Gold fails to hold gains despite falling US Treasury yields and softer DXY.
Trump’s refusal to lift China tariffs without concessions sours market mood.
Traders brace for heavy US data week including GDP, ISM and Nonfarm Payrolls.
Gold price made a U-turn and erased Thursday’s gains, falling below the $3,300 mark as the Greenback remained bid and Bullion failed to capitalize on falling US Treasury yields. A de-escalation of the trade war between the US and China sponsored a leg-down in the precious metal, which exchanged hands at $3,294, losing over 1.60%.
Markets remain volatile as sentiment swings between risk-on and risk-off due to comments made by US President Donald Trump. Earlier, Bloomberg revealed that China wants to exempt some US products from tariffs. Traders reacted positively to the news, but later Trump said he “won’t remove China tariffs unless they give us something.”
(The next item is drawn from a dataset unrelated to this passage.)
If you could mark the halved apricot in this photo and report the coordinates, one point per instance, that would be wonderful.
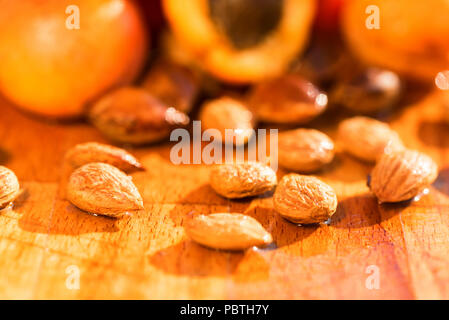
(242, 41)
Sentiment went sour, and even though the Greenback paired some of its gains with the US Dollar Index (DXY) edging down, it remains up 0.23% at 99.51. This prevents Gold from recovering some ground, and it seems traders were caught off guard after booking profits ahead of the weekend.
US Consumer Sentiment worsened in April, according to the University of Michigan (UoM), which reported the fourth lowest reading since the late 1970s.
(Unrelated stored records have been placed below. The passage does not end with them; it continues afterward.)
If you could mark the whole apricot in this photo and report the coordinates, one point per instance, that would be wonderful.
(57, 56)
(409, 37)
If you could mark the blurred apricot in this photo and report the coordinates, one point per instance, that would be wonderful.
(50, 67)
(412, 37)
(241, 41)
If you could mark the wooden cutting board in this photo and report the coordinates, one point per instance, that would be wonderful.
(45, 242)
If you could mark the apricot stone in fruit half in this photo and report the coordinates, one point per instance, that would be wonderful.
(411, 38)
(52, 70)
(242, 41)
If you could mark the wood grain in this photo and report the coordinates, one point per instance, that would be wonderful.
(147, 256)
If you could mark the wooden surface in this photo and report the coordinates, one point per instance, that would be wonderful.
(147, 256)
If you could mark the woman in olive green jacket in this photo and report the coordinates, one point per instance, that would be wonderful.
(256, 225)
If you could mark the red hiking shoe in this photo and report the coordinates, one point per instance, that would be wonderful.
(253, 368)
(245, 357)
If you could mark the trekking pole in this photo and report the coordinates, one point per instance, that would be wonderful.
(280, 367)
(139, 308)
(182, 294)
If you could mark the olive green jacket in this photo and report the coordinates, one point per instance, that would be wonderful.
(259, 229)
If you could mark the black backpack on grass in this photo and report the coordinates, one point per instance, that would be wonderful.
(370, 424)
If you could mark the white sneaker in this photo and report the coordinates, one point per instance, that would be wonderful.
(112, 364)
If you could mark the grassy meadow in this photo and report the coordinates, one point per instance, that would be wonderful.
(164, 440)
Next week, traders are eyeing the release of the US JOLTS report for March, the first reading of Q1 2025 Gross Domestic Product (GDP), the ISM Manufacturing PMI, and April’s Nonfarm Payrolls figures.
Regarding the chances of the Fed reducing interest rates at the upcoming meeting, traders see a 92% chance of keeping them unchanged, according to Prime Market Terminal. Nevertheless, traders expect the fed funds rate to end the year at 3.45%, equal to 86 basis points of easing (bps).
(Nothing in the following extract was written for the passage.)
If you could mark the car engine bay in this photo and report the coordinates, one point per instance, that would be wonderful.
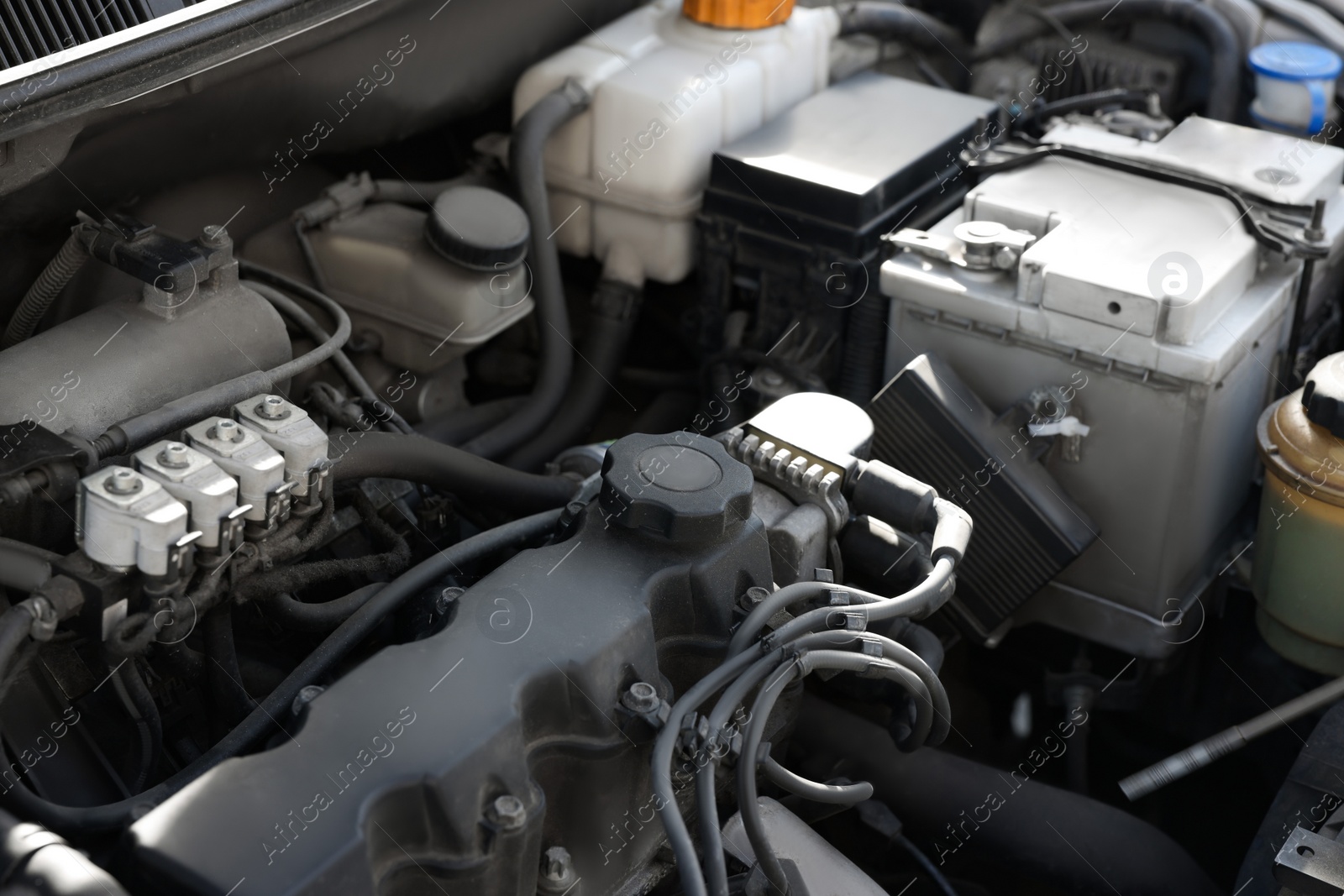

Source: Prime Market Terminal
Daily digest market movers: Gold price falls as the Greenback stages a comeback
The yield on the US 10-year Treasury note has dropped five basis points, reaching 4.266%.
US real yields collapsed four and a half bps to 1.968%, as shown by the US 10-year Treasury Inflation-Protected Securities yields.
The University of Michigan (UoM) Consumer Sentiment in April dipped from 57 to 52. Consumers’ inflation expectations for one year rose from 5% to 6.5% and a five-year increase of 4.4% from 4.1%.
On Thursday, Cleveland Fed President Beth Hammack stated the Fed could act as soon as June if the data supports it but emphasized that uncertainty is weighing on business planning.
XAU/USD technical outlook: Remains bullish but poised to test $3,200
Gold’s uptrend remains intact, though the precious metal drifts below $3,300 due to buyers' lack of commitment to pushing prices above $3,400. Also, the Relative Strength Index (RSI) shows buyers’ momentum is fading. This clears the path for sellers to push XAU/USD lower.
The first support would be $3,250. A breach of the latter will expose the April 3 peak of $3,167 and the 50-day Simple Moving Average (SMA) at $3,041.
Conversely, if buyers reclaim $3,300, the next key resistance would be the April 22 high of $3,386 to prevent sellers from dragging down prices. The next key resistance level would be $3,400, followed by the $3,450 and the $3,500 figures.